Carl Malysz (left), Lincoln Park Economic Development Corporation and Downtown Development Authority director, updates the City Council during its March 7 meeting, as Councilmembers Michael Higgins and Lylian Ross listen.
By SUE SUCHYTA
Sunday Times Newspapers
LINCOLN PARK – Economic Development Corporation and Downtown Development Authority Director Carl Malysz provided an update for the City Council on the Sears property during its March 7 meeting.
Malysz said in the past year, city officials have had several conversations with parties that own part of the Sears complex.
“One party is Grand Sakwa, and they own about 10 to 13 acres that is where the mall structure per se was,” he said.
Malysz said they have been in communications with Seritage, the property owners of the Sears building, as well.
“For a few years, Seritage was interested in trying to get a big box commercial back into the property,” he said. “Obviously, that hasn’t happened, and Grand Sakwa, I’m am not sure what they were necessarily wanting to do, but eventually they tore down some of the structures that they controlled.”
Malysz said both companies have come to the conclusion that the best thing for them to do is to sell the real estate, and to sell it for something that, from his standpoint as an Economic Development director, doesn’t excite him much for the city in general.
“They are talking about manufacturing or warehousing,” he said. “I think we don’t want to pass up something that would be good, viably, in terms of job creation and the like, and an increase in tax base, but I think we need to analyze exactly what the outcome would be.
“Does the site have enough utility strength to support manufacturing?

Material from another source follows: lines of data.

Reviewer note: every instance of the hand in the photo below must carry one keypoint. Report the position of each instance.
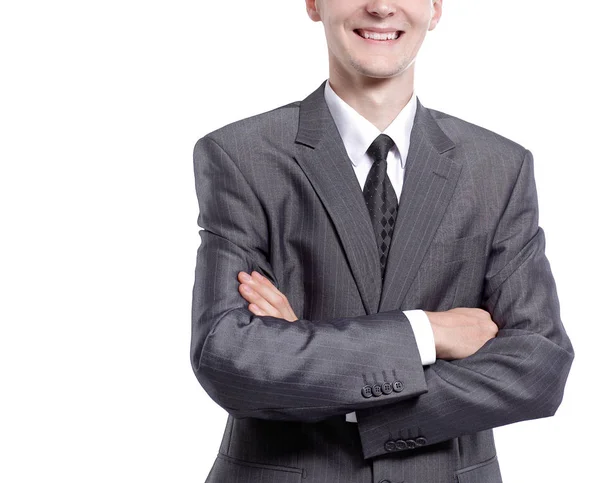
(460, 332)
(264, 297)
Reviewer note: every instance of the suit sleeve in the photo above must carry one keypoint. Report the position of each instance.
(266, 367)
(518, 375)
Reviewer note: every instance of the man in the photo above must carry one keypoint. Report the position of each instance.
(372, 295)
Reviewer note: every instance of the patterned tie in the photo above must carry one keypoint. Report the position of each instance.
(380, 197)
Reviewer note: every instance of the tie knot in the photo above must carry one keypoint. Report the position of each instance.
(380, 148)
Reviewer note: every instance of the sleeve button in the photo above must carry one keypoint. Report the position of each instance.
(390, 446)
(386, 388)
(398, 386)
(400, 444)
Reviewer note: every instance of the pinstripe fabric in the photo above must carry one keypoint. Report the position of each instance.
(277, 194)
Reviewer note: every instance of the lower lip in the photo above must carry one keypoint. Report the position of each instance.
(380, 42)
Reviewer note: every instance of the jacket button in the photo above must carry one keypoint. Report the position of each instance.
(390, 446)
(400, 444)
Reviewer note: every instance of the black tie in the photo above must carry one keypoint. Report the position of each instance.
(380, 197)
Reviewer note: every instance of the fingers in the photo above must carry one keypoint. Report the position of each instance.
(258, 290)
(257, 294)
(264, 297)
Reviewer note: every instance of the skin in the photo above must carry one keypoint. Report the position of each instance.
(377, 80)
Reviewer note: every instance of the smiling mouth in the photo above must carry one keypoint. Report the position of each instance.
(378, 36)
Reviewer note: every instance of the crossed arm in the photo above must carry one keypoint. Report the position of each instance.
(263, 366)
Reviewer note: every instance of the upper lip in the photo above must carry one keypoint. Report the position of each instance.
(379, 30)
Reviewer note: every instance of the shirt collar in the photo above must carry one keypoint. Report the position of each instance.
(358, 133)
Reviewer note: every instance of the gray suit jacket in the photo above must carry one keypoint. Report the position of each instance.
(277, 194)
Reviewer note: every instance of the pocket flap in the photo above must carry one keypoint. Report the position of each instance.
(485, 472)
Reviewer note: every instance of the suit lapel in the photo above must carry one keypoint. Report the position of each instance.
(321, 154)
(429, 182)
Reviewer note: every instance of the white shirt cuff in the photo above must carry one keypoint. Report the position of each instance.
(425, 342)
(423, 335)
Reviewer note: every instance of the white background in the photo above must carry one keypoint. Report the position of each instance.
(101, 104)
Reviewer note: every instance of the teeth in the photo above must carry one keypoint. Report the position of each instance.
(378, 36)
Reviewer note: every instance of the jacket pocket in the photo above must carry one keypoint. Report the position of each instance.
(459, 249)
(232, 470)
(487, 471)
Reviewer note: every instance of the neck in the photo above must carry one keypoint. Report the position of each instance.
(379, 100)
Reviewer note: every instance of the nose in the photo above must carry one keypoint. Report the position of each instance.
(381, 8)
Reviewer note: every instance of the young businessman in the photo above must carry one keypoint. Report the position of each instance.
(372, 295)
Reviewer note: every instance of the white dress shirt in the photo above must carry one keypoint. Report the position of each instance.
(357, 134)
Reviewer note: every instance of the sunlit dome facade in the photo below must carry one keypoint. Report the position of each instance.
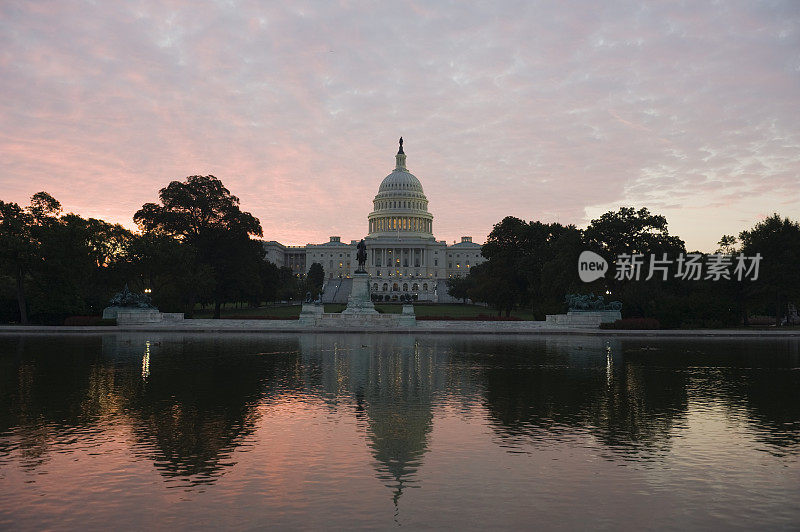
(400, 208)
(404, 259)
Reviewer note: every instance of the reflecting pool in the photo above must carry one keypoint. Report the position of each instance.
(380, 430)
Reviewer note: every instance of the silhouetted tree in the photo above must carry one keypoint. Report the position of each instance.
(202, 212)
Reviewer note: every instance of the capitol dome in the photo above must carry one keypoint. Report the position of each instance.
(400, 207)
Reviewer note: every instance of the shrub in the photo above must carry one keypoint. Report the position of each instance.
(85, 321)
(633, 324)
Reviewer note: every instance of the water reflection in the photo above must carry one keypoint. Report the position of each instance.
(188, 403)
(391, 384)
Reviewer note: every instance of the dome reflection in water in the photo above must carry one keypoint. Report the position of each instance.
(384, 430)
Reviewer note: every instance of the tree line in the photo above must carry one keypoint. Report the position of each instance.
(532, 265)
(194, 247)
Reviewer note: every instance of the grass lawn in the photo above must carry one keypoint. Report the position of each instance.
(421, 310)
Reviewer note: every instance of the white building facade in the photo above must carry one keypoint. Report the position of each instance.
(403, 256)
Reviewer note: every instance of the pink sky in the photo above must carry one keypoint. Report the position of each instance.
(552, 112)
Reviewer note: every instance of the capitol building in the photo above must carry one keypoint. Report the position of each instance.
(403, 256)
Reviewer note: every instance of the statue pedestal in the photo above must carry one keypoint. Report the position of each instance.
(359, 301)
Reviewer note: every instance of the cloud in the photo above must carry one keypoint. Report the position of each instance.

That would be the better of the two. If it turned out to be warehousing, with very few jobs created, and nothing but storing stuff, and maybe delivering stuff, is that what the community wants?”
Malysz said he thinks there is still a strong possibility that the former Sears site could become a mixed used development, and it might have a significant housing component and a commercial component.
“It would be more along commercial pads for smaller entities,” he said. “This is coming from conversations that I have had very recently with the redevelopment ready community people.”
Malysz said the property has obviously languished, and there have been false starts for different types of development.
“Nothing has really come to fruition, and the question is, how do we approach this,” he said. “Do we accept that the market is not going to support something that would be more inclined to be a mixed-use development, and should we settle for something else?”
Malysz said one school of thought is that something “new and shiny” would be better than nothing at all, but another viewpoint is that city officials need to work with the state and try to get other resources involved with the project, to incentivize a mixed-use development.
“Ultimately, it’s going to be the decision of the people that make the policies with the perspective land use, the zoning code and the city council,” he said. “We will come forward at some point with recommendations, very likely consistent with the Southfield Road corridor study and plan.”
Malysz said the two property owners are not interested in pursuing a project which would put a new courthouse on the site.
“Their only concern is to sell the property, and liquidate it, for the ‘highest and best use,’ they say,” he said. “For their vantage point, and the research that they have done, they feel that the highest and best use is manufacturing or warehouse type of development.”
Malysz said that right now, the value of the property continues to decline, so it is not generating as much property value as it once did.
“That is a trend that is going in the wrong direction,” he said. “From a property tax standpoint, removing the building, and building something new, will probably have an increase in assessed value, but the question is, what is the outcome of the land use, because if that kind of major development is made at this point in time, that is what it is going to be for another 25, 30, 40 years.”